夫とドバイ旅行をした際に困ったのは、どこで夕食を取るかということでした。ドバイは戒律で酒を禁止しているイスラム教が国教のため、そこらにある飲食店に入っても基本的にはメニューに酒はありません。外国人向けの店やホテルのバーなどには置いてあるけれど、わたしも夫も現地の人で混雑しているような店が好きなタイプでありながら、メシに酒は欠かせない。いったいどうすれば現地の雰囲気を味わいながら、酒を飲めるのか。さんざ悩んだ挙句、わたしが選んだのは砂漠のど真ん中にあるレストランで夕食を取ることでした。

そのレストランまではタクシーで、市街地から砂漠の中を延々と走って1時間ほどかかったと思います。真っ暗な砂漠の中に突如、ぽっかりと現れた明るい一区間。エキゾチックなランプが灯されたエントランスを抜けると、砂の上に敷いた絨毯の上に、テーブルや椅子が置かれ、それらを囲むようそれぞれ屋台があって、串で焼いた肉や、豆や茄子をペースト状にしたものや、シチューのようなものや、小麦粉を練って焼いたものなどが置かれている。それらのすべてが食べ放題でした。

ラクダがウロウロしているところといい、オウムを肩に乗せた男性が「一緒に写真を撮らないか」と営業してくるあたりといい、突如始まるおっぱいぷりんぷるんのベリーダンスといい、「現地の雰囲気」というよりも、むしろ「完全に作り込みまくった雰囲気」の店というのが正しいところでしたが、とにかくそのゴージャスさに息を飲みつつ、わたしが思い出していたのは、川崎の某ソープランドでした。

わたしが某ソープランドを訪れた理由

ソープランドという場所に、一度だけ足を踏み入れたことがあります。あれはSMクラブに在籍していた当時のことでした。あるときスタッフに「川崎の某ソープランドに、縛れる子を派遣することになったから協力お願いできる?」と頼まれたのです。どういうことか詳しく聞くと、「川崎の某ソープランドで、緊縛プレイのオプションを入れようということになったから、専用の縛り手が必要だということで業務提携することになった」という。そんなもの、ソープ嬢が縛るか、客に縛ってもらえばいいのでは、と思ったものの、スタッフいわく「ソープの子たちは縛ったりはしないし、客にも縛らせない」のだと。本番はするけれども客を縛りも縛らせもしない風俗嬢、本番はしないけれども鞭で打たれ浣腸は受け入れる風俗嬢。ひとそれぞれに「したくないこと」「したいこと」「できること」がある。

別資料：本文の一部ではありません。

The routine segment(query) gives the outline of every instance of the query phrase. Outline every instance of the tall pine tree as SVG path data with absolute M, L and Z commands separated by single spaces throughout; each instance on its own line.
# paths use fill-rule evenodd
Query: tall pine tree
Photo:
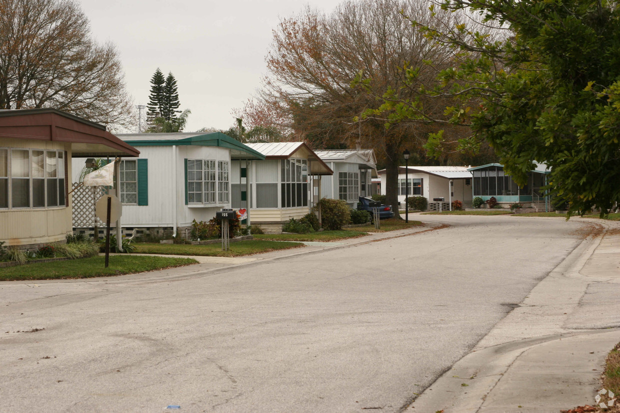
M 179 93 L 177 93 L 177 79 L 174 79 L 172 72 L 168 72 L 164 85 L 164 105 L 161 116 L 167 121 L 174 120 L 177 118 L 177 113 L 181 111 L 177 110 L 179 107 Z
M 151 95 L 149 96 L 149 103 L 146 105 L 146 121 L 149 123 L 156 118 L 163 116 L 164 83 L 164 74 L 157 67 L 151 78 Z

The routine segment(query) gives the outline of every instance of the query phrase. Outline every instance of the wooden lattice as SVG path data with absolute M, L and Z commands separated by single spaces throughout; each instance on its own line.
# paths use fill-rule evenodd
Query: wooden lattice
M 72 186 L 73 228 L 105 227 L 105 224 L 95 216 L 95 204 L 105 193 L 105 189 L 101 186 L 79 185 L 74 183 Z

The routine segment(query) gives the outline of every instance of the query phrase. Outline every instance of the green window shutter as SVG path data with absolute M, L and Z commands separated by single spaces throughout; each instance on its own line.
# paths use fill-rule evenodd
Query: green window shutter
M 149 204 L 149 160 L 138 160 L 138 204 Z
M 185 205 L 187 205 L 187 158 L 185 160 Z

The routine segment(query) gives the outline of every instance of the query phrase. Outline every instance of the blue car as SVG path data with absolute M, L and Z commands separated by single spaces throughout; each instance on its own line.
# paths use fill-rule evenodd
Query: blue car
M 379 219 L 386 219 L 386 218 L 393 218 L 394 211 L 392 211 L 392 206 L 383 205 L 378 201 L 374 201 L 372 198 L 367 198 L 360 196 L 359 202 L 357 203 L 357 209 L 360 211 L 367 211 L 370 213 L 370 218 L 373 219 L 374 208 L 379 208 Z

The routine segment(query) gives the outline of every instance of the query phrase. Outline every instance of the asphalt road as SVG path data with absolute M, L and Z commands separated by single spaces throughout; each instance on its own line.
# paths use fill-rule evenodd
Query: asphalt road
M 420 218 L 452 226 L 202 272 L 0 282 L 0 411 L 399 411 L 582 225 Z

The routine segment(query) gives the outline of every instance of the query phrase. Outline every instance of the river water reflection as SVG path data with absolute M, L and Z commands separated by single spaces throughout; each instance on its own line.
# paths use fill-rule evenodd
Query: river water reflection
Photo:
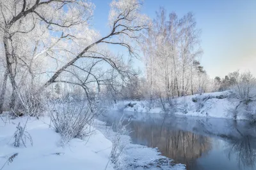
M 111 125 L 122 115 L 132 143 L 157 147 L 187 169 L 256 169 L 256 127 L 246 122 L 120 112 L 102 119 Z

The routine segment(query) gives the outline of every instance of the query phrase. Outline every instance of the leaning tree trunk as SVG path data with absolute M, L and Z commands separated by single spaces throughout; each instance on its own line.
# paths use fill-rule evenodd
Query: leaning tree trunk
M 12 40 L 10 39 L 10 36 L 6 31 L 4 34 L 4 46 L 5 50 L 5 56 L 6 59 L 6 66 L 8 70 L 8 74 L 9 75 L 10 81 L 12 84 L 12 92 L 11 96 L 11 102 L 10 103 L 10 108 L 11 110 L 14 109 L 15 105 L 15 100 L 17 97 L 17 85 L 15 80 L 15 71 L 13 69 L 13 65 L 15 64 L 15 57 L 13 53 L 11 53 L 11 46 Z
M 4 96 L 6 92 L 6 85 L 7 85 L 7 78 L 8 78 L 8 69 L 4 72 L 4 79 L 3 80 L 2 91 L 0 94 L 0 115 L 3 113 L 3 107 L 4 103 Z

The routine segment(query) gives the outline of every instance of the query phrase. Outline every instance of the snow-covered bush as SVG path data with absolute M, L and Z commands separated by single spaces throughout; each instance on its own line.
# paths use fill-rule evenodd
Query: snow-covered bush
M 256 78 L 250 72 L 237 74 L 236 82 L 230 89 L 232 96 L 248 104 L 256 99 Z
M 30 141 L 31 145 L 33 145 L 32 138 L 30 134 L 25 130 L 26 126 L 28 122 L 22 127 L 20 125 L 20 123 L 19 123 L 18 125 L 16 127 L 17 130 L 14 133 L 14 146 L 20 147 L 21 145 L 26 147 L 27 140 Z
M 15 111 L 17 116 L 29 116 L 38 118 L 43 115 L 44 103 L 41 94 L 24 87 L 18 92 L 19 100 Z
M 65 144 L 73 138 L 83 139 L 88 135 L 97 113 L 84 104 L 65 102 L 53 104 L 49 115 L 56 132 L 62 138 L 61 144 Z
M 256 122 L 256 78 L 250 72 L 237 73 L 236 82 L 230 88 L 229 99 L 235 100 L 236 104 L 228 113 L 232 114 L 234 119 L 238 114 L 243 114 L 250 121 Z
M 125 118 L 122 117 L 117 124 L 114 123 L 112 125 L 113 130 L 115 133 L 112 140 L 111 159 L 112 162 L 115 164 L 116 169 L 122 169 L 121 156 L 126 145 L 129 143 L 123 139 L 124 135 L 127 135 L 130 132 L 126 129 L 129 123 L 124 124 L 124 120 Z
M 252 122 L 256 122 L 255 103 L 250 103 L 246 106 L 244 112 L 245 117 Z

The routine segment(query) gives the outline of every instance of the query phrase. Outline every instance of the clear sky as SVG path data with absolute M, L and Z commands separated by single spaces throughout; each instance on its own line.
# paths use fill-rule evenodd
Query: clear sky
M 92 1 L 96 6 L 92 24 L 104 35 L 111 1 Z M 256 0 L 145 0 L 142 12 L 154 18 L 160 6 L 180 17 L 188 11 L 195 14 L 202 31 L 200 62 L 211 78 L 237 69 L 256 76 Z

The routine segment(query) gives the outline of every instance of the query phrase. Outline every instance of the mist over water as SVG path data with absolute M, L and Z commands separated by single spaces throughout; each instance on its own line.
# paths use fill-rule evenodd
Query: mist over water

「これ、行ったらそのままソープ嬢として働かせられるパターンじゃないよね……」と若干の不安を抱きながらも向かった先は堀之内。四方八方、どこを見回してもソープランドという、ザ・風俗街に降り立ったわたしと同僚のSM嬢は「なんだかすごいところに来ちまった」と臆しながらも、スタッフに連れられてソープランドの中に足を踏み入れたのでした。